Option Default Description
Treat.paths.tmp '$GEM_FOLDER/tmp/' A directory in which to create temporary files.
Treat.paths.files '$GEM_FOLDER/files/' A directory in which to store downloaded files.
Treat.paths.bin '/$GEM_FOLDER/bin/' The directory containing executables and JAR files.
Treat.paths.models '/$GEM_FOLDER/models/' The directory containing training models.

Databases

Currently, Treat only supports MongoDB, although support for more DB formats are on the way. You can configure MongoDB as such:

Treat.databases.mongo.db = 'your_database'
Treat.databases.mongo.host = 'localhost'
Treat.databases.mongo.port = '27017'

Entities

Textual entities can be created by using the special "builder" methods available in the global namespace. These methods are aliases for the corresponding Treat::Entities::X.build(...) methods, so that Word('hello') is equivalent to Treat::Entities::Word.build('hello').

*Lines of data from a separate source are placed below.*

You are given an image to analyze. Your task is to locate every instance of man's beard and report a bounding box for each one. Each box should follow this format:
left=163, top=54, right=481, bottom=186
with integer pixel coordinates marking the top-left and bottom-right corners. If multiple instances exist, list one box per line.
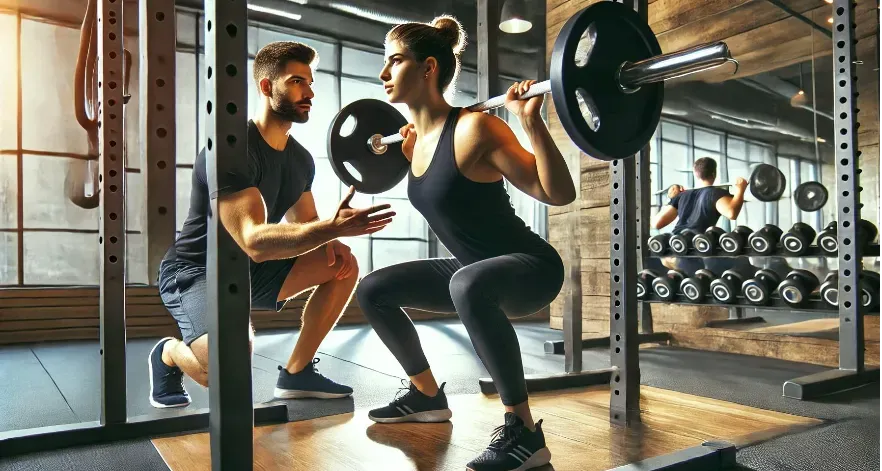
left=270, top=88, right=309, bottom=123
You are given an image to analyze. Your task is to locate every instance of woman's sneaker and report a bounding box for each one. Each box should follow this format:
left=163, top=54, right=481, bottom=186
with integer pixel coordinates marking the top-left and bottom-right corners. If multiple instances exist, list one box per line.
left=466, top=412, right=551, bottom=471
left=368, top=380, right=453, bottom=423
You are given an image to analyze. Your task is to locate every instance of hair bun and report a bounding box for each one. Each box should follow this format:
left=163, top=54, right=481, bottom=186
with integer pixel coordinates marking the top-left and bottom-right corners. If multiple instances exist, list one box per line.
left=431, top=15, right=466, bottom=55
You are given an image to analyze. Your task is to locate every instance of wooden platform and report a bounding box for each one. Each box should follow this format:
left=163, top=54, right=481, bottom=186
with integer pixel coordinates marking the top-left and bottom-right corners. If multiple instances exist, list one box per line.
left=152, top=386, right=820, bottom=471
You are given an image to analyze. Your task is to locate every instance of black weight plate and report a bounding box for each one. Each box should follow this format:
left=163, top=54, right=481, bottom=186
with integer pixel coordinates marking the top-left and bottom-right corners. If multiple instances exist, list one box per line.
left=749, top=164, right=786, bottom=202
left=550, top=2, right=663, bottom=161
left=793, top=181, right=828, bottom=212
left=327, top=99, right=409, bottom=194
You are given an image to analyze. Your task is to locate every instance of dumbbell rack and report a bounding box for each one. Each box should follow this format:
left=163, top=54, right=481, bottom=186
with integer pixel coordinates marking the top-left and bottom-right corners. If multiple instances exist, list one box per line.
left=638, top=0, right=879, bottom=401
left=649, top=244, right=880, bottom=258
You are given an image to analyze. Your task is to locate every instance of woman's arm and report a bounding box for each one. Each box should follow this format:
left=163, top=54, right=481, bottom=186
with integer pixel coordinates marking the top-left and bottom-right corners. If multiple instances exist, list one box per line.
left=480, top=80, right=576, bottom=206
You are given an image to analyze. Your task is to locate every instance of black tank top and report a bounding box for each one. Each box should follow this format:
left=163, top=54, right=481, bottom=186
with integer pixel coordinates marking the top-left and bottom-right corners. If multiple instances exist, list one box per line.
left=407, top=108, right=556, bottom=265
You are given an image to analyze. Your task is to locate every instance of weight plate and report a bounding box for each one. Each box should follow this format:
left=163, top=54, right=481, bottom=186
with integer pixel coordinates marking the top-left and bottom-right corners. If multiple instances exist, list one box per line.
left=327, top=99, right=409, bottom=194
left=550, top=2, right=663, bottom=161
left=749, top=164, right=786, bottom=202
left=793, top=181, right=828, bottom=212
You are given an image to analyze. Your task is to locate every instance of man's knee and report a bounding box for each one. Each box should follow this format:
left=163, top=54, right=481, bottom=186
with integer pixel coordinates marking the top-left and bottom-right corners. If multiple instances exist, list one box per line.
left=189, top=333, right=253, bottom=369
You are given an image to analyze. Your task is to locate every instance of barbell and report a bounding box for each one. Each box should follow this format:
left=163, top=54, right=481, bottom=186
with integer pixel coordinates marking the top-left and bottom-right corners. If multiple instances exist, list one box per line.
left=326, top=2, right=738, bottom=194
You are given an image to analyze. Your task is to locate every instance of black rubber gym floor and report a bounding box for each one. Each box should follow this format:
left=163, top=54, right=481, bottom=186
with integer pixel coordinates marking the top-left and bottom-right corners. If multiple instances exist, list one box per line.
left=0, top=320, right=877, bottom=471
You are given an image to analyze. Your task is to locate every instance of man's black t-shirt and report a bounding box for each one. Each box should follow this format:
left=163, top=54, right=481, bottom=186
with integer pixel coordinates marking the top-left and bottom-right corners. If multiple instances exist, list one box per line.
left=670, top=187, right=731, bottom=234
left=161, top=120, right=315, bottom=280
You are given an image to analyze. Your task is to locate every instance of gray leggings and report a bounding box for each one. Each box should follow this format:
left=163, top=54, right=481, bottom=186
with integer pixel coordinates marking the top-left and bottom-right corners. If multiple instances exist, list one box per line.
left=356, top=254, right=564, bottom=406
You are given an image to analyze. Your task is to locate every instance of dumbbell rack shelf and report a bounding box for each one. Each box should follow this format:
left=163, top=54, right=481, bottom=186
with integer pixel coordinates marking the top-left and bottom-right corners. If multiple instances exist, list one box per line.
left=641, top=295, right=879, bottom=315
left=648, top=244, right=880, bottom=258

From now on, the DSL is not turned on by default. You must include it for the following to work:

include Treat::Core::DSL

###Creating Textual Entities From Strings

# Create a word
word = Word('run')
	
# Create a phrase
phrase = Phrase('am running')

# Create a sentence
sentence = Sentence('Welcome to Treat!')

# Create a section
section = Section("A small text\nA factitious paragraph.")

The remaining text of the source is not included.